"Truman Show" scammers are snaring victims in AI-powered simulated realities
"This fraud succeeds because it carefully shapes how people think, feel, and make decisions over time."
In The Truman Show, an eponymous hero gradually wakes up to the grim fact that he is living in a fake, simulated world controlled by a malign television producer.
Now security researchers from Check Point have identified a new type of fraud in which scammers trap their victims in "AI-generated realities" and named it after the hit film.
Instead of stealing people's money using cleverly written malicious code, attackers instead use sophisticated social engineering techniques to lower their targets' defenses.
Victims are first pulled into "tightly controlled" WhatsApp and Telegram groups where AI‑generated “experts” and synthetic peers groom them for weeks and even months before asking them to download an app designed to steal money and personal data.
"This campaign demonstrates how modern fraudsters can industrialize social engineering with large language models, turning what used to be manual 'pig‑butchering' scams into scalable systems that cross languages, regions and platforms," Check Point researchers Nir Horovitz and Yedidya Vachnish wrote.
Pig butchering 2.0

Described as "a CISO's nightmare", the scam starts with a false invitation from a prominent financial firm, promoting a “skyrocketing stock” opportunity with promised returns exceeding 70% and a link to join a WhatsApp group. Approaches take place via email, ads, messaging services and social platforms.
"Regardless of the platform, the objective remained consistent: move the victim from a public or semi-public channel into a private messaging environment, controlled and run by the attackers," Check Point found.
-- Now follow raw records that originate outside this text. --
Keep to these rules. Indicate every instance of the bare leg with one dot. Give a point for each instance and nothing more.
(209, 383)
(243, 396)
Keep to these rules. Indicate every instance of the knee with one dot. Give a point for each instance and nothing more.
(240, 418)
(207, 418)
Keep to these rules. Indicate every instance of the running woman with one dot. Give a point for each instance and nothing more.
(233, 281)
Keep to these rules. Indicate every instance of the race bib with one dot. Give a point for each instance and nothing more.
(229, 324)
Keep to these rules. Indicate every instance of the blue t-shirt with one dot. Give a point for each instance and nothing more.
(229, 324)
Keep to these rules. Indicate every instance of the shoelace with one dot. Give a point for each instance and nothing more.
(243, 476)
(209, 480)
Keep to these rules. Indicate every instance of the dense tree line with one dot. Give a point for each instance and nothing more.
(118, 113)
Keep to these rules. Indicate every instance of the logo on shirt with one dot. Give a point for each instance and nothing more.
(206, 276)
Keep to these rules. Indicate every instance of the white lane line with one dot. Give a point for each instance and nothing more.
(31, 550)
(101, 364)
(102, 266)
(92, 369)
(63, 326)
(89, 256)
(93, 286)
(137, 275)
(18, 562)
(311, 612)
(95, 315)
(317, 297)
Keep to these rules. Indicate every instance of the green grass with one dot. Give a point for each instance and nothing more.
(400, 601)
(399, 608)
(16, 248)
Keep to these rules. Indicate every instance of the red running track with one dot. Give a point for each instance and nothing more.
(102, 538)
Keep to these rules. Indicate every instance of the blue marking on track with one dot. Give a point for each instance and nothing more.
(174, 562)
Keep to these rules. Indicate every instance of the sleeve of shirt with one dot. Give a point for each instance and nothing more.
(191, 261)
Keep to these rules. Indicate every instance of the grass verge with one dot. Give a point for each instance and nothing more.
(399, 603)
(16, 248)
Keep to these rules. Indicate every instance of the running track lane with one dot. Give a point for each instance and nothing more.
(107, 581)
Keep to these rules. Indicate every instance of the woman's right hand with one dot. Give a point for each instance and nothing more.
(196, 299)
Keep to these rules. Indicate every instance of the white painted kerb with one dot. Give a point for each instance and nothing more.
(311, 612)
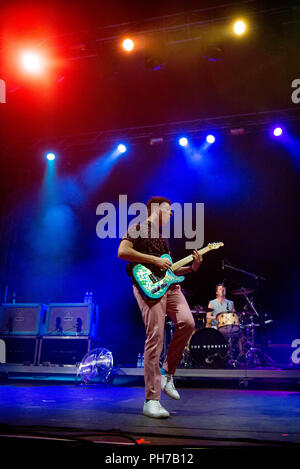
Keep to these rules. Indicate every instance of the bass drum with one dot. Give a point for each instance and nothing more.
(208, 348)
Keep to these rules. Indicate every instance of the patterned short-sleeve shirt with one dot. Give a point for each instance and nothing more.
(146, 238)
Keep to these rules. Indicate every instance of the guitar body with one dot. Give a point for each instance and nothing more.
(154, 287)
(150, 285)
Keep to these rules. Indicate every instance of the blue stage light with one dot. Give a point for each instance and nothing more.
(210, 138)
(50, 156)
(277, 131)
(183, 141)
(122, 148)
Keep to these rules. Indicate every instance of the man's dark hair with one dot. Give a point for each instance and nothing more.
(156, 200)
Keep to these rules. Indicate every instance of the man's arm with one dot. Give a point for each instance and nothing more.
(197, 259)
(127, 253)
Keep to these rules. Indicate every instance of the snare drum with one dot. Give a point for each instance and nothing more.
(228, 323)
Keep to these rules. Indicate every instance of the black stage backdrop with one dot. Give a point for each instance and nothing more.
(248, 184)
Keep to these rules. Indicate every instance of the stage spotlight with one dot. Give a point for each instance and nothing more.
(122, 148)
(128, 44)
(277, 131)
(183, 141)
(239, 27)
(50, 156)
(210, 138)
(32, 62)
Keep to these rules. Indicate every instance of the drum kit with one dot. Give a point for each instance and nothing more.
(230, 345)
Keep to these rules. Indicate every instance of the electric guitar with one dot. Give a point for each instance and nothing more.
(154, 286)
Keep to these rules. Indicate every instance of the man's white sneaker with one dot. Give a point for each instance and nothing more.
(167, 385)
(154, 409)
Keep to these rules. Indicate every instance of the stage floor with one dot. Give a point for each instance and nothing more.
(203, 416)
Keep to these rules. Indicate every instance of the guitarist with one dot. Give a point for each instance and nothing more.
(147, 249)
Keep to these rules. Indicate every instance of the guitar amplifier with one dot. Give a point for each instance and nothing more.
(71, 319)
(21, 318)
(64, 350)
(20, 350)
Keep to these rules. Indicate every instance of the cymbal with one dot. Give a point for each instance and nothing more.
(243, 291)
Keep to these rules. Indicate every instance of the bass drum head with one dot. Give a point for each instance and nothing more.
(208, 348)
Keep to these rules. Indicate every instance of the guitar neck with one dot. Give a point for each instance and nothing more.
(188, 259)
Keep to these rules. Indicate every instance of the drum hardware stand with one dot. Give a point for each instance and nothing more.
(254, 356)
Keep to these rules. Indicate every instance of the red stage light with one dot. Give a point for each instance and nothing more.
(32, 62)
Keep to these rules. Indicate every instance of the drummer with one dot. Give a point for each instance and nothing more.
(219, 305)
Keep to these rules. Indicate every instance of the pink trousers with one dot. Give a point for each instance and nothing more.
(174, 304)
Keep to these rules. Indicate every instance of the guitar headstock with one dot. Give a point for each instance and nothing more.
(215, 245)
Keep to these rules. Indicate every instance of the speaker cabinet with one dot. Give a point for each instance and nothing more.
(71, 319)
(21, 318)
(64, 350)
(21, 350)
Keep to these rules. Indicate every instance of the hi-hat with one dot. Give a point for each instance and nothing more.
(243, 291)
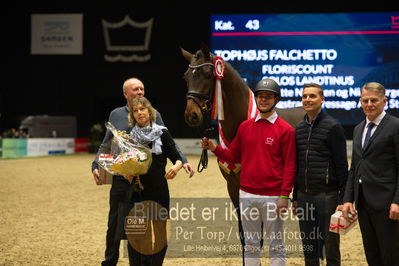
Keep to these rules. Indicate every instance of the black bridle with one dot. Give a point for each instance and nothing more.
(204, 102)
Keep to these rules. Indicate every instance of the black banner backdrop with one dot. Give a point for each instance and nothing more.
(89, 85)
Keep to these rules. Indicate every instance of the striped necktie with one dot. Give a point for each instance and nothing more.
(368, 134)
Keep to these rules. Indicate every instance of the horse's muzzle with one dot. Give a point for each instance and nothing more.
(193, 119)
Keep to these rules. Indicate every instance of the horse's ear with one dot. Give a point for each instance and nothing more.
(186, 54)
(205, 50)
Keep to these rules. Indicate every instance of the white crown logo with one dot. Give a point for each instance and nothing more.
(142, 47)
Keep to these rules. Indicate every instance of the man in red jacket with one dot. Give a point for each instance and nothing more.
(265, 147)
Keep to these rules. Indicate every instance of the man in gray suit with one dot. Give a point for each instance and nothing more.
(373, 182)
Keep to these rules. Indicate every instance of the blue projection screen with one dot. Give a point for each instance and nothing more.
(339, 51)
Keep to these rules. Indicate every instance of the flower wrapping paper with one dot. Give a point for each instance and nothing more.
(126, 157)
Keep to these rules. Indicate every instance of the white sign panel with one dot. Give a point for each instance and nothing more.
(57, 34)
(48, 146)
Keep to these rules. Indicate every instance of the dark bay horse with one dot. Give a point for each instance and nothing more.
(236, 98)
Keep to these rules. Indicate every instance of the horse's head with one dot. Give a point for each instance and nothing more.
(200, 83)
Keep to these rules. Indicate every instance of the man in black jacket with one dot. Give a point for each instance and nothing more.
(321, 177)
(373, 182)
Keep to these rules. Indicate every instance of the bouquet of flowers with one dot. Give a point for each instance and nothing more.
(126, 157)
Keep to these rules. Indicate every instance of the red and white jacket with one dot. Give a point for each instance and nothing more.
(267, 152)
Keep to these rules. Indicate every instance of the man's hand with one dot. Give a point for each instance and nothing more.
(294, 207)
(348, 211)
(282, 205)
(189, 169)
(96, 176)
(207, 144)
(394, 212)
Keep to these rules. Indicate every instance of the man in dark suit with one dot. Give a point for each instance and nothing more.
(373, 182)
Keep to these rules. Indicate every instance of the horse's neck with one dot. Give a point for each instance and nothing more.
(235, 102)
Up to 90 people appear to be members of this group and all speak the victim's language completely fluently - with some even sending DMs as well as commenting publicly as part of a "fake crowd that never disagrees."
Researchers warned: "The group exhibits constant enthusiasm and agreement, with no visible doubt, disagreement or critical discussion. Private chats appear friendly and supportive: answering questions, presenting examples of their alleged profits and encouraging participation.
"This creates the impression of independent confirmation from peers. In reality, this is automated astroturfing, bots simulating one-on-one validation to reinforce trust and reduce hesitation."
People caught up in the Truman Show scam are also shown daily details of successful trades, making a look as if they're making money. But no real time data exists as evidence of these successes and prices often contradict historical market data.
Throughout the scam, victims are told they are collaborating with major financial institutions to lend force his credibility and lower their suspicion.
Know Your Criminal
Finally, people are granted access to what appears to be an "exclusive, institutional-grade AI trading platform," whereupon they are asked to deposit cash or crypto and tricked into handing over personal details such as their ID document via malicious KYC processes.
Worryingly, this scam software is still available and at least one prominent App Store
"AI was a major force multiplier in this campaign — not because it replaced the scam infrastructure, but because it reduced the cost of running high-touch social engineering at scale," Check Point concluded.
"We assess that LLM-assisted automation enabled consistent personas, fluent multilingual messaging, and sustained engagement patterns that would be difficult to maintain with human operators alone.
"This campaign succeeds not because of technical sophistication, but because it carefully shapes how victims think, feel, and make decisions over time."
Unfortunately, similar scams are likely to become much more prevalent because they are cheap, easy to enact and highly adaptable.
"What makes this case especially dangerous is how repeatable it is — the social layer, content, and infrastructure can be rapidly redeployed and scaled across languages, regions, and platforms," Check Point said.